To make this feasible, we introduce RynnScale, a load-balanced spatiotemporal training framework that improves training efficiency by ~2× under the same compute budget, while preserving stability across dense and MoE models.

🏆 Strong empirical results
Across 20 embodied benchmarks + 8 general vision benchmarks, RynnBrain consistently outperforms existing embodied foundation models:
• Large gains in spatial reasoning, egocentric cognition, and fine-grained localization
• Competitive or superior performance to strong proprietary systems (e.g., Gemini Robotics ER-style models) under comparable settings

Post-trained variants further validate its versatility:
• RynnBrain-CoP: physically grounded chain-of-point reasoning
• RynnBrain-Nav: SOTA results on VLN benchmarks (R2R, RxR)
• RynnBrain-Plan: spatially explicit manipulation planning
• RynnBrain-VLA: stronger downstream vision-language-action execution

📊 We also introduce RynnBrain-Bench
Existing benchmarks fail to evaluate long-horizon spatiotemporal grounding.
RynnBrain-Bench fills this gap with 21 fine-grained embodied capabilities, covering object cognition, spatial cognition, grounding, and pointing across full episodic memory.

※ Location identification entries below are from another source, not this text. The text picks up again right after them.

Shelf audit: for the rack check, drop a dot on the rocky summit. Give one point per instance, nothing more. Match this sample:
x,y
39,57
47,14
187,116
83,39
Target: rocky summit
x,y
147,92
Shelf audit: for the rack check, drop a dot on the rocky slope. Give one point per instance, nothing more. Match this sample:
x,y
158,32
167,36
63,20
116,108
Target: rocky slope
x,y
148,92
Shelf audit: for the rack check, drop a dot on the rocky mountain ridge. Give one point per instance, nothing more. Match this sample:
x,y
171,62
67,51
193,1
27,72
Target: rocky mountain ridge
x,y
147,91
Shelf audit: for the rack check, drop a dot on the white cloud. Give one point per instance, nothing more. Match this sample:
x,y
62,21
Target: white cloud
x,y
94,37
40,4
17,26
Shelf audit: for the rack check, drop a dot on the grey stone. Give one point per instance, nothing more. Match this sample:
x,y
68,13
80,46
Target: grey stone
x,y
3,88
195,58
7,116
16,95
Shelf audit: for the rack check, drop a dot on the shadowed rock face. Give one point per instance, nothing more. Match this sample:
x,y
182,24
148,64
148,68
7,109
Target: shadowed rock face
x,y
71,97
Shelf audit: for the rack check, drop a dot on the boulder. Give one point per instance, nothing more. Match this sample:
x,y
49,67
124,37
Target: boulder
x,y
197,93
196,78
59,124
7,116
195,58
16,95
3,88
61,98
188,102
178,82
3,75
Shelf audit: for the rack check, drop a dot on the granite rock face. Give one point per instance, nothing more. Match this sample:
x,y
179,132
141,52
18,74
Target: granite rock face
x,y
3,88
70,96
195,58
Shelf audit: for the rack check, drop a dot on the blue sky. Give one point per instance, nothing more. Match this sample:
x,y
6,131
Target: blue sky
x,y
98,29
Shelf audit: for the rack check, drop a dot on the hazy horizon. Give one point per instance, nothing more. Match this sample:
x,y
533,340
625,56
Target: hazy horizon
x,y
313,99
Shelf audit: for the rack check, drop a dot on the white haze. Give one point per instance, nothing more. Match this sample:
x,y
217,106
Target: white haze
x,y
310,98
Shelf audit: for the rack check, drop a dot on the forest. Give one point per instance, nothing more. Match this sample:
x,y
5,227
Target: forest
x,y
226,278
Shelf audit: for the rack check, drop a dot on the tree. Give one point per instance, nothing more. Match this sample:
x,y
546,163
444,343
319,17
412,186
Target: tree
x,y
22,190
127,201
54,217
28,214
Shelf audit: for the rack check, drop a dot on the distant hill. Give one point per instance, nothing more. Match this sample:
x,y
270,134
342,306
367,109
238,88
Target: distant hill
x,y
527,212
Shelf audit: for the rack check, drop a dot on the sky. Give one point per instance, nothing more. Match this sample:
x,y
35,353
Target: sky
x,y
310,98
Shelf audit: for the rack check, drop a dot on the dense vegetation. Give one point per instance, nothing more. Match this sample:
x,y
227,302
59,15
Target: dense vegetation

📦 Fully open-source release
• Model code & checkpoints (2B, 8B, MoE 30B-A3B)
• Complete training & fine-tuning framework
• RynnBrain-Bench benchmark suite
• Recipes for navigation, planning, and action workflows

🔮 Why this matters
Embodied intelligence needs more than language fluency — it needs memory, spatial grounding, and physical consistency.
RynnBrain is a step toward physically grounded general intelligence, offering a reproducible, extensible foundation for agents that perceive, remember, reason, and act in the real world.